Sword-Point Diplomacy is a difficult card to evaluate. I’m pretty sure it gets better the more burn you have in your deck and the more you’re pressuring your opponent in general. I’m not completely sure it’s good enough here, but I think there’s a chance; of course, it’s essentially competing for space with Ruin Raider or Ahn-Crop Crasher, which are tough competition, but if we imagine that people will adapt to Ruin Raider and plan to kill a two-toughness creature on turn 3, this is a good way to advance your gameplan while potentially stranding the removal that they left mana open for.

You’ll notice that, while Arguel’s Blood Fast got me thinking about aggressive decks as a way to use it, it didn’t actually make the cut here. In the maindeck, Sword-Point Diplomancy kind of fills that role, and they play extremely badly together, as it’s just too much total mana spent not impacting the battlefield for an aggressive deck. In the sideboard, I think Chandra, Torch of Defiance is generally a better way to accomplish a similar goal.

Looking at Pirates again, it’s possible that the best way to go there is to try to play at instant speed as much as possible, and Arguel’s Blood Fast offers a good way to advance your position at the end of your opponent’s turn if they don’t act while you have mana up to counter something:


The cheap Pirates don’t do a good job of pressuring your opponent, but I’m not sure they need to. I think the purpose of playing with Pirates might just be to put your opponent out of position and allow you to cast a better Mana Leak or Divination in Lookout’s Dispersal or Chart a Course. When you try to start your aggressive curve or trigger Faid with Deadeye Tracker, you might be doing something wrong, but if your goal is just to have a Pirate on the battlefield and then slowly pull ahead with leftover mana at the end of your opponent’s turn, Deadeye Tracker might be exactly the card you’re looking for.

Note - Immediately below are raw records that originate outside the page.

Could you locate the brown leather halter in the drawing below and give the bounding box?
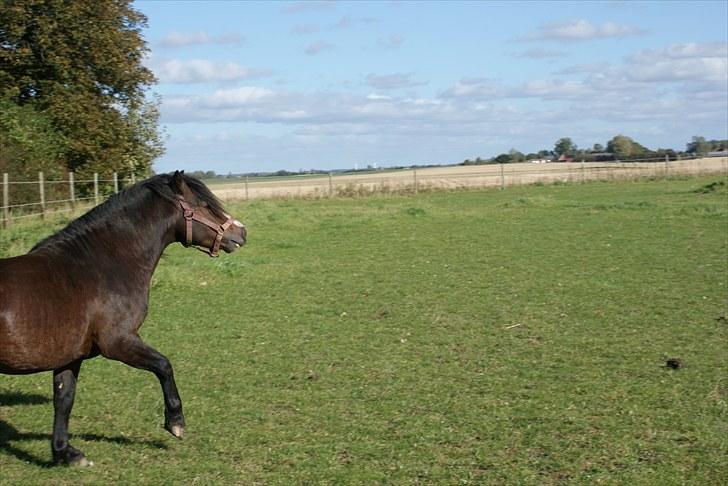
[177,196,234,257]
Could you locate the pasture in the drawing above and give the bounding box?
[0,177,728,485]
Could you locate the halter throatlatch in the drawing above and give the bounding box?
[177,196,235,257]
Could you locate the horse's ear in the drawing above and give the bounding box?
[170,170,187,194]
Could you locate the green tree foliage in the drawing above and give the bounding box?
[554,137,576,157]
[687,136,728,156]
[0,0,163,177]
[607,135,650,159]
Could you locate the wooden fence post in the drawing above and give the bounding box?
[68,172,76,212]
[38,172,45,219]
[3,172,10,228]
[665,154,670,177]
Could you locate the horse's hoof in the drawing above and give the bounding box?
[166,425,185,439]
[68,456,94,467]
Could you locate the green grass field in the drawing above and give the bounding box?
[0,177,728,485]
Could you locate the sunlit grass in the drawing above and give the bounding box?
[0,178,728,484]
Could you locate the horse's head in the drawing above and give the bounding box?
[170,171,247,257]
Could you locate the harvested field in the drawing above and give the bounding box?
[210,157,728,200]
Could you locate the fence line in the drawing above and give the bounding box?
[210,157,728,200]
[0,157,728,228]
[0,172,135,228]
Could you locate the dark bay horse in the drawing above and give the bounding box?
[0,172,247,465]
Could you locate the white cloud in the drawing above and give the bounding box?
[200,86,276,109]
[159,31,245,47]
[520,19,645,42]
[155,59,272,84]
[377,34,404,49]
[366,73,427,90]
[627,42,728,84]
[304,41,333,56]
[516,47,566,59]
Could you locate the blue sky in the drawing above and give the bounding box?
[134,0,728,174]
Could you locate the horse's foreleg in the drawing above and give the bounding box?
[51,360,93,466]
[101,335,185,439]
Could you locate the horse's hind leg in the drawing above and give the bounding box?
[101,335,185,439]
[51,360,93,466]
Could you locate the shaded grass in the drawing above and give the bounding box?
[0,178,728,484]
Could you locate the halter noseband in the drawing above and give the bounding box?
[177,196,234,257]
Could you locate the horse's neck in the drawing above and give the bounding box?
[104,204,175,279]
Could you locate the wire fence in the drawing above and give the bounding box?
[210,157,728,200]
[0,172,136,228]
[0,157,728,228]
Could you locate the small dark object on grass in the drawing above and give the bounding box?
[665,358,683,370]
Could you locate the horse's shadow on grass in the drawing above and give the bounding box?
[0,392,167,467]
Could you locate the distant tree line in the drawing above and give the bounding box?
[460,135,728,165]
[0,0,163,186]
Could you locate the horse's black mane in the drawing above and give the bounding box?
[30,174,225,252]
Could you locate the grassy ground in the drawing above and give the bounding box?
[0,178,728,485]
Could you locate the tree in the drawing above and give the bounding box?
[687,136,712,155]
[554,137,576,157]
[508,149,526,164]
[493,154,511,164]
[0,0,162,177]
[607,135,649,159]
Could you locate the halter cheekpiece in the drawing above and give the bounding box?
[177,196,235,257]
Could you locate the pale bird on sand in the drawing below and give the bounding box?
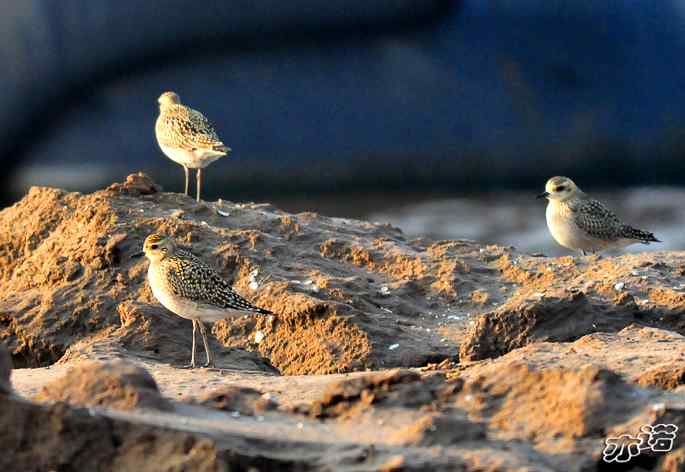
[538,177,661,255]
[143,234,272,368]
[155,92,231,202]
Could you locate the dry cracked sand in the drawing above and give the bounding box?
[0,174,685,472]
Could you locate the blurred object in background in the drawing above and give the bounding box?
[0,0,685,253]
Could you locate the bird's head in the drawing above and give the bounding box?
[538,177,579,202]
[157,92,181,110]
[143,233,174,262]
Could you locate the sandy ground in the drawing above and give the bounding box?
[0,176,685,472]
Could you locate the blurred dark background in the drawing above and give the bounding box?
[0,0,685,254]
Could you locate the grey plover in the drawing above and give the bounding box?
[538,177,661,255]
[155,92,231,202]
[143,234,272,368]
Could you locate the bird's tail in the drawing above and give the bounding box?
[250,305,274,315]
[622,225,661,244]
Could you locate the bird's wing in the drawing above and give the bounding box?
[569,199,621,241]
[156,105,224,151]
[167,251,271,314]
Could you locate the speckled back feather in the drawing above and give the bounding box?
[160,249,271,315]
[567,194,660,244]
[155,104,230,152]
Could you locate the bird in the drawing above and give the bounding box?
[538,176,661,255]
[155,92,231,202]
[143,233,273,368]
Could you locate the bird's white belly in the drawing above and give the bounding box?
[148,265,238,322]
[546,203,607,251]
[159,143,226,169]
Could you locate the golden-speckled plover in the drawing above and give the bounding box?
[143,234,272,368]
[155,92,231,202]
[538,177,661,255]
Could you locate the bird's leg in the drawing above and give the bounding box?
[197,321,214,367]
[186,320,198,369]
[196,167,202,202]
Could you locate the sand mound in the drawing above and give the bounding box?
[0,175,685,472]
[35,361,168,410]
[0,344,12,394]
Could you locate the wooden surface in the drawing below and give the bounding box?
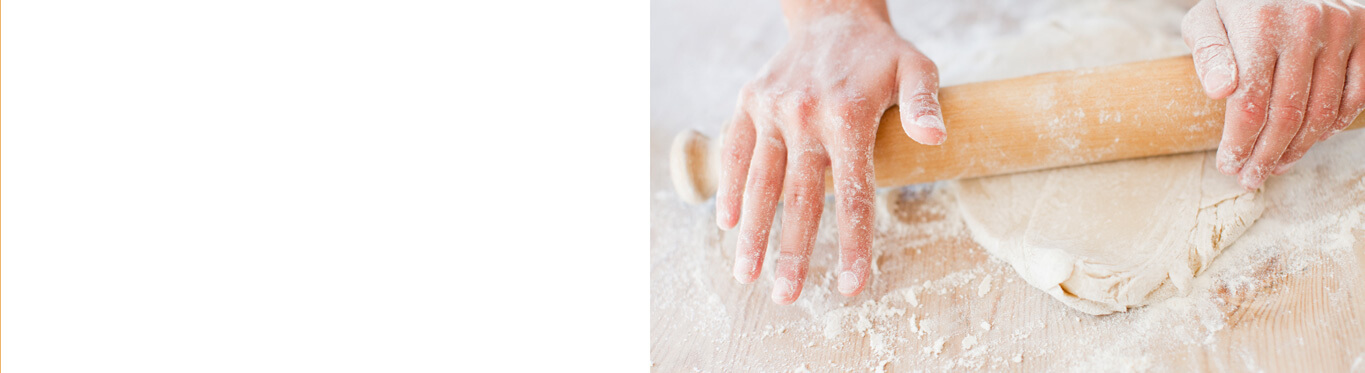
[670,56,1365,202]
[650,131,1365,372]
[649,0,1365,372]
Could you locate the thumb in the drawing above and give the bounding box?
[897,53,947,145]
[1181,0,1237,100]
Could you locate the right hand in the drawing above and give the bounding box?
[715,0,947,305]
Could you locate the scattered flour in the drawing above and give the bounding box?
[650,0,1365,372]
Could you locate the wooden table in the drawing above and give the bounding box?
[650,131,1365,372]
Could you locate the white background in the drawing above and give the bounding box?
[0,0,650,372]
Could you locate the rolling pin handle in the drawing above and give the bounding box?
[669,130,719,204]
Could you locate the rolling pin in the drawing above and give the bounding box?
[669,56,1365,204]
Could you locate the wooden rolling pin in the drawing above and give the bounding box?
[669,56,1365,204]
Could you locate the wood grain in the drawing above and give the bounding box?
[670,56,1365,202]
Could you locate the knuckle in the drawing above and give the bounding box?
[1193,36,1231,61]
[1231,101,1265,124]
[778,89,818,119]
[1269,105,1304,127]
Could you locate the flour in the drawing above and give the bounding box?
[650,0,1365,372]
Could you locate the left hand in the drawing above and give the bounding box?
[1181,0,1365,190]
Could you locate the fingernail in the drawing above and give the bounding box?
[915,115,947,145]
[839,271,857,294]
[1204,66,1233,92]
[773,277,796,305]
[1218,150,1242,176]
[734,258,758,284]
[1275,160,1298,175]
[1239,167,1265,190]
[915,115,945,130]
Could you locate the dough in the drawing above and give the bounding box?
[951,152,1264,314]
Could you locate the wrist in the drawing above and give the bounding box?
[782,0,891,34]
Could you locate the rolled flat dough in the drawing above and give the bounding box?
[951,152,1264,314]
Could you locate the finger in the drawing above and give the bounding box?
[1272,38,1350,175]
[734,127,786,284]
[1321,45,1365,141]
[715,109,755,231]
[1238,48,1316,190]
[1181,1,1237,100]
[897,53,947,145]
[1216,41,1278,175]
[773,138,829,305]
[831,135,876,296]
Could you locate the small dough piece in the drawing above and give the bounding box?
[951,152,1264,314]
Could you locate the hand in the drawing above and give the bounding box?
[715,1,946,305]
[1181,0,1365,189]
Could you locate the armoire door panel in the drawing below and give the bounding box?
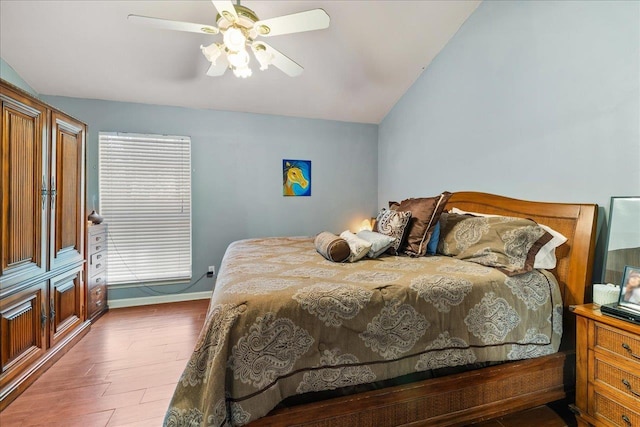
[0,283,47,386]
[49,267,84,346]
[50,112,85,268]
[0,87,48,290]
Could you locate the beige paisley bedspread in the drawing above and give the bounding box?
[165,237,562,426]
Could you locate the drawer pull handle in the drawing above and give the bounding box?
[622,342,640,359]
[622,378,640,397]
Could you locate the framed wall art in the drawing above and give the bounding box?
[282,159,311,196]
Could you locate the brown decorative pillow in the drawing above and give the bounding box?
[438,213,553,276]
[374,209,411,255]
[389,191,451,256]
[314,231,351,262]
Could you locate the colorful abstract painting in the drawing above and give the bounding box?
[282,159,311,196]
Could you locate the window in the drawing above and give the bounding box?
[99,132,191,285]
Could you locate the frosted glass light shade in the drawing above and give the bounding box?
[222,27,247,52]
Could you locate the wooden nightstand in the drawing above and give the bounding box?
[87,223,109,322]
[570,304,640,427]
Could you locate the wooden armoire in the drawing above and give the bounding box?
[0,80,89,410]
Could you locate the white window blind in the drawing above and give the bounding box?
[99,132,191,285]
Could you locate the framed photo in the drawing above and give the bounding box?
[282,159,311,196]
[619,265,640,312]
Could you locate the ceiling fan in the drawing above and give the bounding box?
[128,0,330,78]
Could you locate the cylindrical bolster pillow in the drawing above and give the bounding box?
[314,231,351,262]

I’m a little worried about how low-impact these flying Pirates might be, but they both play extremely well with The Scarab God, which this deck uses wonderfully.

I started off by mentioning that Dinosaurs play the exact kind of game I don’t want to play. This Pirate deck, on the other hand, might be everything I want in a Magic deck, as long as it’s competitive.

Small black creatures may not have the best pedigree in Magic, but every now and then, they have their moment, and I’d love to see these ones end up being competitive.